Anaconda Smelter Exposure Investigation (EI)

What to know

ATSDR conducted an exposure investigation (EI) to evaluate community exposure to lead in Anaconda in the fall of 2018. They published the EI report and presented its results to the community at a public meeting in 2019.

Chimney produces large smoke.

Deer Lodge County, Montana

At 585 feet tall, the Anaconda Smelter Stack is the tallest surviving masonry structure in the world. From 1918 to 1981, people from miles around could see dark smoke billowing from the chimney as part of the production activities at the Anaconda Copper Mining Company in Deer Lodge County, Montana. County health officials were concerned about arsenic and lead exposures created by the smelter's past mining activities.

ATSDR conducted an exposure investigation (EI) to evaluate community exposure to lead in Anaconda in the fall of 2018. They published the EI report and presented its results to the community at a public meeting in 2019.

ATSDR representatives, working with Deer Lodge County health officials, conducted the EI in two phases. First, they tested blood lead and urine arsenic levels of more than 370 residents. Then they paired the biological results with the results of a questionnaire to determine exposure.

The EI concluded that levels of blood lead and urinary arsenic measured in residents of Anaconda were comparable to those of the U.S. population as a whole. People who reported working in jobs associated with potential lead exposure had relatively higher blood lead levels than the Anaconda EI participants. ATSDR recommended continued blood lead testing for children younger than six years in the Anaconda community.

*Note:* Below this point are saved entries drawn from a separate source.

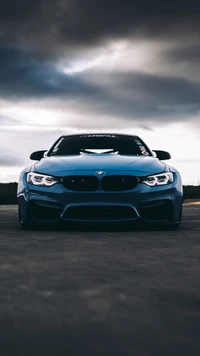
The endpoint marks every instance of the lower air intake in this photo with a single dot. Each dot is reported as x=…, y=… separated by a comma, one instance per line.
x=100, y=213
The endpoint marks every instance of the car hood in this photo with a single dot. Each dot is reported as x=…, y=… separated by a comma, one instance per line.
x=61, y=165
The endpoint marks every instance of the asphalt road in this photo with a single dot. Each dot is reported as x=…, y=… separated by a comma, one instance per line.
x=106, y=292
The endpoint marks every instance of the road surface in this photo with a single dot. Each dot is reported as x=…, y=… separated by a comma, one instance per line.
x=100, y=292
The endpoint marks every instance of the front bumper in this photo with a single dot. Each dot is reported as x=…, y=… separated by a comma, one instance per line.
x=148, y=204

ATSDR and its partners also provided in-person advice about household and workplace exposure prevention to over 500 citizens. They shared their health recommendations via media outlets to approximately 9,000 citizens, focusing on vulnerable individuals like parents of small children and pregnant women.

ATSDR Regional Staff received a personal thank you from the governor of Montana for their work in leading an exposure investigation (EI) for the Anaconda Smelter site.